5 Key Employee Handbook Updates to Consider in 2021
With the onslaught of the pandemic in 2020, many employers were busy dealing with staffing issues, safety concerns, and COVID-19–related legislation. There may have been little to no time to address handbook policies. With many changes on the horizon in 2021 under President Biden’s administration and the adaptations in the working environment due to COVID-19, it may be a good time for employers to turn to the company handbook to ensure it is up to date. This article will highlight five areas to which employers may want to give special attention in 2021.

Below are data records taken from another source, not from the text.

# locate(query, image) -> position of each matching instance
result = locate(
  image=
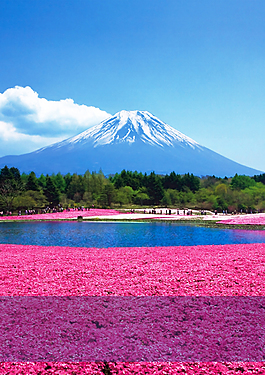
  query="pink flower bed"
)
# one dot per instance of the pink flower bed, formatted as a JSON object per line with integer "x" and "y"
{"x": 219, "y": 270}
{"x": 215, "y": 270}
{"x": 254, "y": 219}
{"x": 63, "y": 215}
{"x": 140, "y": 368}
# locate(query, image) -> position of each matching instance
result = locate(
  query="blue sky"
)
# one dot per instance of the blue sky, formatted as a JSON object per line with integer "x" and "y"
{"x": 197, "y": 65}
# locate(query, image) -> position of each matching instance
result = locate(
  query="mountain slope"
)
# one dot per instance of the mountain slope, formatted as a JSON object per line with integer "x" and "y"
{"x": 131, "y": 140}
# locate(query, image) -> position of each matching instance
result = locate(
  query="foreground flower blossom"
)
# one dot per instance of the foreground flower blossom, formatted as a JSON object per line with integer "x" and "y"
{"x": 254, "y": 219}
{"x": 213, "y": 270}
{"x": 216, "y": 270}
{"x": 72, "y": 214}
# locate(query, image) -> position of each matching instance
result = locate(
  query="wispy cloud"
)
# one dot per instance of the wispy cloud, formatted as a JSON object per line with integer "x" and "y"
{"x": 28, "y": 122}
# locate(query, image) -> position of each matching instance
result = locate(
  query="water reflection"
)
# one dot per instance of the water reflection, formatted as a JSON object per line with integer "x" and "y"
{"x": 121, "y": 234}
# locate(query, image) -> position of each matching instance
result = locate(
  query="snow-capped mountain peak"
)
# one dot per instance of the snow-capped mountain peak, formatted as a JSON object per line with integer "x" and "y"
{"x": 131, "y": 127}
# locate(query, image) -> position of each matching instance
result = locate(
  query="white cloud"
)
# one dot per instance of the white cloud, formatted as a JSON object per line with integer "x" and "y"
{"x": 28, "y": 122}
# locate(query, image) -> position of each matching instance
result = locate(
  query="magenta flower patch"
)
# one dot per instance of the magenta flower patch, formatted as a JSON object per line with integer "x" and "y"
{"x": 72, "y": 214}
{"x": 160, "y": 272}
{"x": 214, "y": 270}
{"x": 132, "y": 329}
{"x": 257, "y": 219}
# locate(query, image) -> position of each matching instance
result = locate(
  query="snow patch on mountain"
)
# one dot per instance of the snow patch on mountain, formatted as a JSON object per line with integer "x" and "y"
{"x": 130, "y": 127}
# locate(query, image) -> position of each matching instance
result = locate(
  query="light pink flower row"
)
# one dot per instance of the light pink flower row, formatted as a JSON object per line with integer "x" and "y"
{"x": 213, "y": 270}
{"x": 135, "y": 368}
{"x": 254, "y": 219}
{"x": 62, "y": 215}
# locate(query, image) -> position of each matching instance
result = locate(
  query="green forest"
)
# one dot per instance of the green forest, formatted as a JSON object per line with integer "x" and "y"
{"x": 130, "y": 190}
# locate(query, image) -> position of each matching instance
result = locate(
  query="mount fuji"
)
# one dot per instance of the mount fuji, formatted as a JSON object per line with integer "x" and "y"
{"x": 130, "y": 140}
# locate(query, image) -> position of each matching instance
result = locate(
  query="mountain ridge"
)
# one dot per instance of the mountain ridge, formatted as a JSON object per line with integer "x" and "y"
{"x": 131, "y": 140}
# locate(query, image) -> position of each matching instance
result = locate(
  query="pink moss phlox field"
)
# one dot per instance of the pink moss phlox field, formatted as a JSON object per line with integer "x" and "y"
{"x": 63, "y": 215}
{"x": 135, "y": 368}
{"x": 221, "y": 270}
{"x": 212, "y": 270}
{"x": 254, "y": 219}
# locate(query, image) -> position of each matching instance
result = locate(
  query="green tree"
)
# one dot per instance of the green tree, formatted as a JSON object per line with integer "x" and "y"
{"x": 241, "y": 182}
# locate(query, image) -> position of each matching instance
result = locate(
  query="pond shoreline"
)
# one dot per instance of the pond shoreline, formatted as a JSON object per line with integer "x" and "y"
{"x": 196, "y": 222}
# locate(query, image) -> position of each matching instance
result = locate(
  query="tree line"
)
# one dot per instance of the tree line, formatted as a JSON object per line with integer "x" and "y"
{"x": 27, "y": 191}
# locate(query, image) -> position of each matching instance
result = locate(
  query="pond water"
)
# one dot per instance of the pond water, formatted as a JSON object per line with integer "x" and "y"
{"x": 109, "y": 234}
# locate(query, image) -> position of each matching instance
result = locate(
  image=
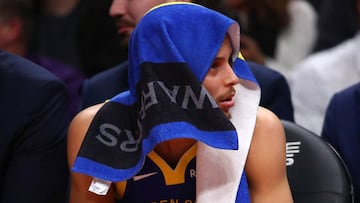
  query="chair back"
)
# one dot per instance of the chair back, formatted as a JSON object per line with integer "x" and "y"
{"x": 316, "y": 172}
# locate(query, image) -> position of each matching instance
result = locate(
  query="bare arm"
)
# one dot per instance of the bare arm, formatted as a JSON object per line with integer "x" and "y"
{"x": 266, "y": 163}
{"x": 79, "y": 182}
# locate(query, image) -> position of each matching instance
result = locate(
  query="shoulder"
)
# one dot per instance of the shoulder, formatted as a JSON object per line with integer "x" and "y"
{"x": 79, "y": 126}
{"x": 268, "y": 126}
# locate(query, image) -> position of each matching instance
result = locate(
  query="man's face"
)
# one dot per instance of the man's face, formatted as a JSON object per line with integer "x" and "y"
{"x": 221, "y": 79}
{"x": 127, "y": 14}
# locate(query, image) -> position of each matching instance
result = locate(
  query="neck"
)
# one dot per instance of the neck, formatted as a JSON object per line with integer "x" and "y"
{"x": 171, "y": 151}
{"x": 18, "y": 49}
{"x": 59, "y": 7}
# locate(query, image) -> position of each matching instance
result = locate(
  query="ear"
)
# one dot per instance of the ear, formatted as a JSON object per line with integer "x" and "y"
{"x": 11, "y": 30}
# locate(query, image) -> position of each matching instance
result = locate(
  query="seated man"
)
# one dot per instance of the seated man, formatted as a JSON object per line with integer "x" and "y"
{"x": 275, "y": 94}
{"x": 341, "y": 130}
{"x": 33, "y": 128}
{"x": 189, "y": 123}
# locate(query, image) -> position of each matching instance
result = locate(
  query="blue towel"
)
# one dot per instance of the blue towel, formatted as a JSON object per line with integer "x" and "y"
{"x": 168, "y": 60}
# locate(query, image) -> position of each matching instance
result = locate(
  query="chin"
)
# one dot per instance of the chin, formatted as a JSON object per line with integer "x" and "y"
{"x": 228, "y": 115}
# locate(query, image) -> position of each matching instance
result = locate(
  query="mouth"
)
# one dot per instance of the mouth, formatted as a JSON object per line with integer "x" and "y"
{"x": 228, "y": 102}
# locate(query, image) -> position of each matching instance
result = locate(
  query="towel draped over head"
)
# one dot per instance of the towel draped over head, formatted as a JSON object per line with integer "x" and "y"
{"x": 170, "y": 53}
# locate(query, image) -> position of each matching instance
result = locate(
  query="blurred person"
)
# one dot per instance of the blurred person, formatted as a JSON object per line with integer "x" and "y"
{"x": 341, "y": 130}
{"x": 97, "y": 40}
{"x": 276, "y": 33}
{"x": 275, "y": 95}
{"x": 317, "y": 78}
{"x": 16, "y": 26}
{"x": 33, "y": 164}
{"x": 55, "y": 29}
{"x": 337, "y": 22}
{"x": 211, "y": 66}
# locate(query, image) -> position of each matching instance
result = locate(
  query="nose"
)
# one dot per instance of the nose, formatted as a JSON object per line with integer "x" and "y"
{"x": 231, "y": 78}
{"x": 117, "y": 8}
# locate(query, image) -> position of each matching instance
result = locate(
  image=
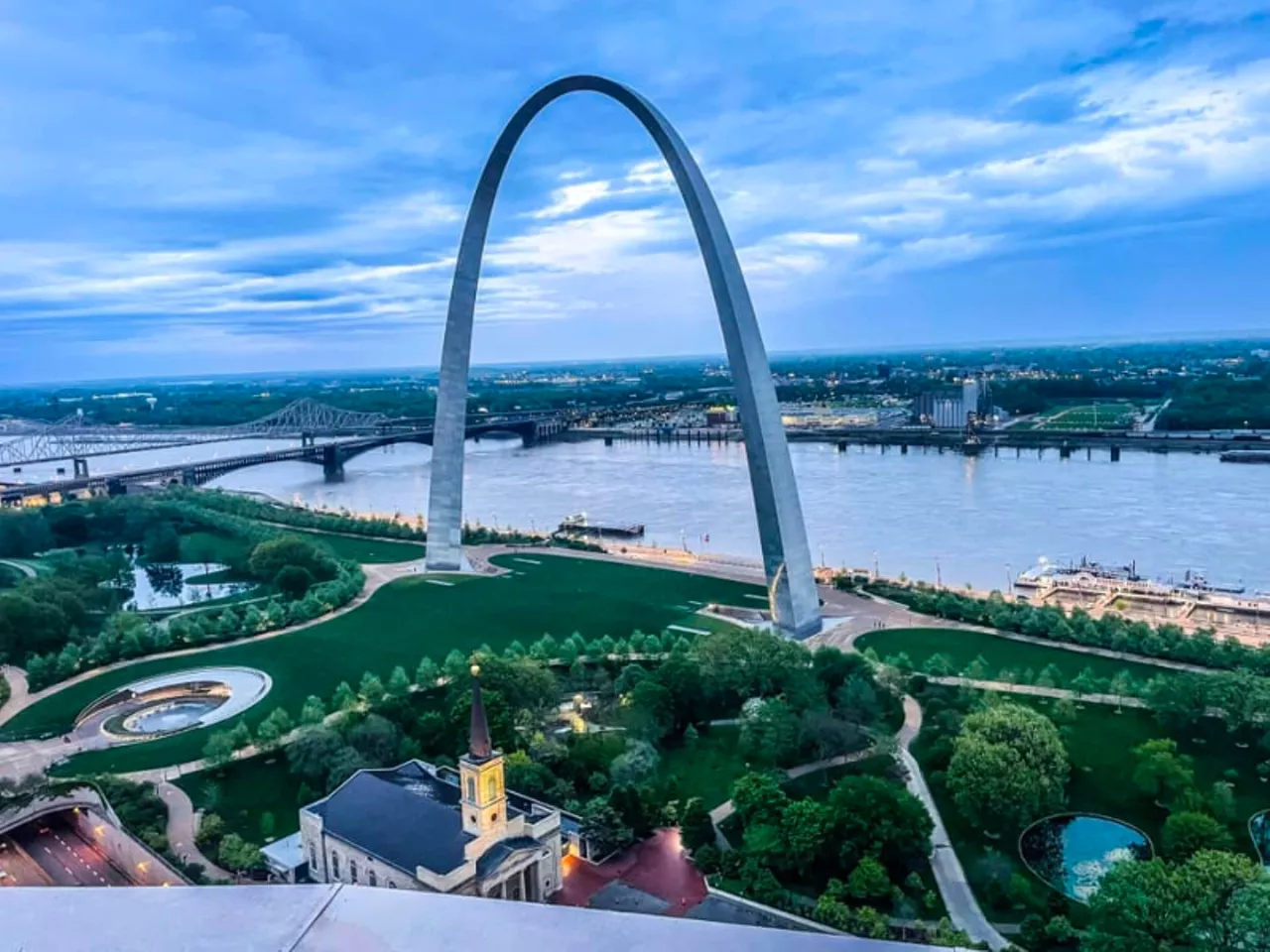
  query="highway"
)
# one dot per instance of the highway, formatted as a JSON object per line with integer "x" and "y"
{"x": 66, "y": 857}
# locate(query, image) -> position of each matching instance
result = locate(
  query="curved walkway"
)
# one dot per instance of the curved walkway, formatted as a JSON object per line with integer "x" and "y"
{"x": 949, "y": 876}
{"x": 30, "y": 571}
{"x": 182, "y": 829}
{"x": 376, "y": 578}
{"x": 726, "y": 809}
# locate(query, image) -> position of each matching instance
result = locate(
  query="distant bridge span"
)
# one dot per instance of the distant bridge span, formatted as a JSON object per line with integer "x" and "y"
{"x": 73, "y": 438}
{"x": 531, "y": 428}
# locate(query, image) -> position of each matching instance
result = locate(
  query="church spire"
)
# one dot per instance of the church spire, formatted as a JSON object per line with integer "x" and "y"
{"x": 479, "y": 746}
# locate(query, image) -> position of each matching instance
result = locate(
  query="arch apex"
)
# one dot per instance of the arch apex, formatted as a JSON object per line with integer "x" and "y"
{"x": 781, "y": 531}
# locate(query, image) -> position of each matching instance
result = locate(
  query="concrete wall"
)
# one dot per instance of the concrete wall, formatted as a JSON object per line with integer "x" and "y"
{"x": 144, "y": 866}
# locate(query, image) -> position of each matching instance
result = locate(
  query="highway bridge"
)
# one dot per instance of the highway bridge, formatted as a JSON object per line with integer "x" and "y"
{"x": 331, "y": 456}
{"x": 28, "y": 442}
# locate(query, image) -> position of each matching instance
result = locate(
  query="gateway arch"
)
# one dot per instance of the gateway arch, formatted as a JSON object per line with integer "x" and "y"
{"x": 783, "y": 535}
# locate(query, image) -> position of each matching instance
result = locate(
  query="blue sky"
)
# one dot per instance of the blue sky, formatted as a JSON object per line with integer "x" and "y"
{"x": 190, "y": 188}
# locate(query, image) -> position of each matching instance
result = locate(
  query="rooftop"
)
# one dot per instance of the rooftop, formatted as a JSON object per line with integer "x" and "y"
{"x": 405, "y": 816}
{"x": 338, "y": 918}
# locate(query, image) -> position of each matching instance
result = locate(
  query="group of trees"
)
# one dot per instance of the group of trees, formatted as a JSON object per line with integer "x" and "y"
{"x": 1008, "y": 767}
{"x": 42, "y": 622}
{"x": 296, "y": 517}
{"x": 1109, "y": 631}
{"x": 1211, "y": 900}
{"x": 860, "y": 848}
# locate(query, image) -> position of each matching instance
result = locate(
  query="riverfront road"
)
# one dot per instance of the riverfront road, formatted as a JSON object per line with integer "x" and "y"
{"x": 66, "y": 857}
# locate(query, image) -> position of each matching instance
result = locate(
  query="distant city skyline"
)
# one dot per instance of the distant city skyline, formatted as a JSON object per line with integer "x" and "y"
{"x": 277, "y": 188}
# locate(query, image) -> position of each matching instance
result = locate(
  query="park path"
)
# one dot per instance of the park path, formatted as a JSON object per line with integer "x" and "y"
{"x": 376, "y": 578}
{"x": 30, "y": 571}
{"x": 1034, "y": 690}
{"x": 182, "y": 828}
{"x": 959, "y": 900}
{"x": 726, "y": 809}
{"x": 18, "y": 692}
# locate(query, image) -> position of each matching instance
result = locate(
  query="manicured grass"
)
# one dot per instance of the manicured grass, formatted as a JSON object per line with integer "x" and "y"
{"x": 365, "y": 549}
{"x": 246, "y": 789}
{"x": 214, "y": 547}
{"x": 707, "y": 769}
{"x": 820, "y": 783}
{"x": 1110, "y": 416}
{"x": 399, "y": 625}
{"x": 1098, "y": 744}
{"x": 962, "y": 647}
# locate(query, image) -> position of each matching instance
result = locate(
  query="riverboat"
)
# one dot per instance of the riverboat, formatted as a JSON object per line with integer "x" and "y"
{"x": 580, "y": 526}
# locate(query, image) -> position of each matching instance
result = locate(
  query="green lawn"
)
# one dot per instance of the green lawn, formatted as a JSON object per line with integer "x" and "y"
{"x": 1098, "y": 744}
{"x": 1087, "y": 416}
{"x": 246, "y": 789}
{"x": 707, "y": 769}
{"x": 962, "y": 647}
{"x": 214, "y": 547}
{"x": 404, "y": 621}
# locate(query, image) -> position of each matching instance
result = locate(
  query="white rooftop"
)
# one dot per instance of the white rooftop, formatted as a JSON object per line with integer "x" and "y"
{"x": 362, "y": 919}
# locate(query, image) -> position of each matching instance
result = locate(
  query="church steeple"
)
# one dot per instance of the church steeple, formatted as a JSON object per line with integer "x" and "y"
{"x": 479, "y": 746}
{"x": 480, "y": 774}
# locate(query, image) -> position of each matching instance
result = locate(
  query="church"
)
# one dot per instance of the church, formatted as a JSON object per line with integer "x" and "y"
{"x": 420, "y": 826}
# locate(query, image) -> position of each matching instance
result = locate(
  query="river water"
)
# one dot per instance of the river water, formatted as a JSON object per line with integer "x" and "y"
{"x": 966, "y": 520}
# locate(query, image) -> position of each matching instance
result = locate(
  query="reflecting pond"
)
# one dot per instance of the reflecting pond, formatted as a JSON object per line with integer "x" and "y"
{"x": 1072, "y": 852}
{"x": 1260, "y": 829}
{"x": 176, "y": 584}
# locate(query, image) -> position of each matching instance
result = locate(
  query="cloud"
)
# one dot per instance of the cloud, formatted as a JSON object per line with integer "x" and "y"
{"x": 236, "y": 178}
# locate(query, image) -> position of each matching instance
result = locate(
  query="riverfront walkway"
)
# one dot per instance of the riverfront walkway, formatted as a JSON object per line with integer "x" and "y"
{"x": 955, "y": 890}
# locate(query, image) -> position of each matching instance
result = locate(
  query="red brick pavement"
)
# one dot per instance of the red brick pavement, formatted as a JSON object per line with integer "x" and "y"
{"x": 657, "y": 866}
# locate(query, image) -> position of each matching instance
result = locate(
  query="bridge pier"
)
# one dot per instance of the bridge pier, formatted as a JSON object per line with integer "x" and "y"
{"x": 331, "y": 463}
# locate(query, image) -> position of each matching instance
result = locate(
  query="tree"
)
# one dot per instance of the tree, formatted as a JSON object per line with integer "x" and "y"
{"x": 1008, "y": 767}
{"x": 294, "y": 581}
{"x": 309, "y": 756}
{"x": 871, "y": 816}
{"x": 770, "y": 731}
{"x": 1188, "y": 833}
{"x": 272, "y": 729}
{"x": 635, "y": 765}
{"x": 1161, "y": 772}
{"x": 697, "y": 825}
{"x": 456, "y": 665}
{"x": 273, "y": 555}
{"x": 238, "y": 855}
{"x": 218, "y": 749}
{"x": 806, "y": 826}
{"x": 314, "y": 711}
{"x": 399, "y": 682}
{"x": 869, "y": 880}
{"x": 376, "y": 739}
{"x": 758, "y": 798}
{"x": 343, "y": 698}
{"x": 651, "y": 710}
{"x": 603, "y": 829}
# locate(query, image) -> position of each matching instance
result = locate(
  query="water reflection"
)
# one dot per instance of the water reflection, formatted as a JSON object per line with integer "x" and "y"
{"x": 1074, "y": 852}
{"x": 1260, "y": 829}
{"x": 177, "y": 584}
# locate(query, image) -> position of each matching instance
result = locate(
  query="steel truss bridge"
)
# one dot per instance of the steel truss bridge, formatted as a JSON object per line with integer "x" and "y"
{"x": 73, "y": 438}
{"x": 330, "y": 456}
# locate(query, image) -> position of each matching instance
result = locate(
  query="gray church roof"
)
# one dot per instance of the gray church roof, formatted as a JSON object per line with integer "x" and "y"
{"x": 405, "y": 816}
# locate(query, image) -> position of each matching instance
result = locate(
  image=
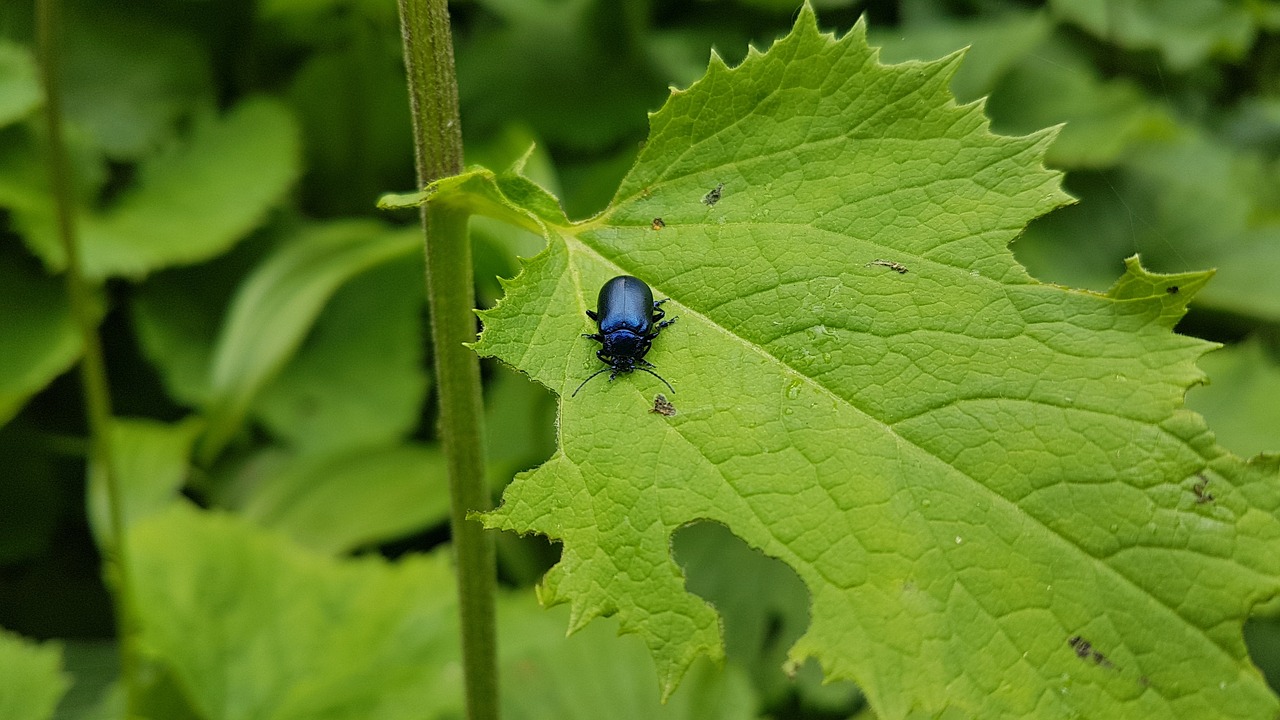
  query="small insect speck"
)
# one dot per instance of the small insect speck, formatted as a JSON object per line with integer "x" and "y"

The FFCRA and Other COVID-19–Related Enactments
The Families First Coronavirus Response Act (FFCRA) expired on December 31, 2020. However, the Consolidated Appropriations Act, 2021, extended the FFCRA’s refundable tax credits until March 31, 2021, which are available to covered employers that voluntarily provide expanded family and medical leave and/or emergency paid sick leave. Employers that continue to provide paid leave under the FFCRA or that are subject to state and local COVID-19–related rulemaking may want to consider keeping any related policies separate from their employee handbooks. Not only are these recent laws temporary in nature, many may also change during the new presidential administration. Including COVID-19–related policies in a handbook may require updating the handbook each time a law changes, which could be an administrative burden for some employers.
Workplace Safety and Health Policies
The ongoing COVID-19 pandemic has thrust the Occupational Safety and Health Administration (OSHA) into the spotlight. As of February 1, 2021, OSHA had received 13,185 COVID-19–related federal complaints. OSHA had received an additional 4,639 whistleblower complaints alleging retaliation for bringing forward safety and health concerns.
In addition, workplace safety and health appears to be a priority of the Biden administration. On January 21, 2021, President Biden issued the Executive Order on Protecting Worker Health and Safety, which, among other things, requires OSHA to “consider whether any emergency temporary standards on COVID-19 … are necessary, and if such standards are determined to be necessary, issue them by March 15, 2021.” The executive order puts a renewed focus on OSHA’s enforcement efforts related to COVID-19.
Accordingly, it may be helpful for employers to consider addressing workplace safety and health in their handbooks. Employers may want to implement handbook safety and health policies that include information regarding the responsibility of every employee to work safely; follow all safety and health procedures applicable to their jobs; report potential safety and health hazards in the workplace; and report any work-related accidents, injuries, and illnesses as soon as reasonably possible. Employers may also want to consider including reporting procedures and nonretaliation provisions in their policies.
The NLRB and Handbook Policies
Republican members of the National Labor Relations Board (NLRB) are expected to remain in the majority through the summer of 2021. Once Democrats gain a majority on the Board, they may seek to roll back some of the more employer-friendly Board policies and decisions issued during the Trump administration. Over time, it is reasonable to expect the pendulum to swing back toward the Obama administration’s practice of issuing decisions scrutinizing handbook policies under the National Labor Relations Act. Thus, employers may want to watch out for new NLRB decisions and review handbook polices that have come under the purview of the NLRB in recent years, including social media, electronic communications, dress code, conflict-of-interest, and confidentiality policies, to ensure compliance.
Wage and Hour Policies
More employees are working remotely, making it difficult for supervisors to observe the work hours of nonexempt employees. New work arrangements might necessitate updates to current timekeeping policies and procedures to ensure that nonexempt employees accurately report all hours worked and understand what prior approval, if any, is required to work overtime hours. Employers may want to consider adopting policies that strictly prohibit off-the-clock work and require employees to thoroughly review their time and pay records to ensure accuracy.
Wage and hour claims continue to be among the most frequently filed claims in employment litigation, and related retaliation claims are increasing. Many employee handbooks do not address whom employees should contact with any concerns regarding their hours and pay, which may leave some employers vulnerable to arguments that employees did not have avenues to resolve their complaints. In addition, handbooks containing nonretaliation provisions related to employee complaints about hours or pay may be useful. While such provisions can be found in almost every policy prohibiting discrimination and sexual harassment, they are often forgotten in the context of complaints regarding wages.
Should Some Items Be Kept Separate From the Handbook?
Employers may want to consider including a disclaimer at the beginning of their handbooks expressly stating that the handbook does not constitute a contract and reiterating the at-will nature of the employment relationship, which is required in certain states to solidify employment-at-will principles. Moreover, contracts and other legally binding instruments—including noncompete, nonsolicitation, and nondisclosure agreements, as well as arbitration agreements and releases of liability—may be better kept separate from the handbook. This may help to strengthen the handbook’s enforceability and protect the entire handbook from being construed as a contract.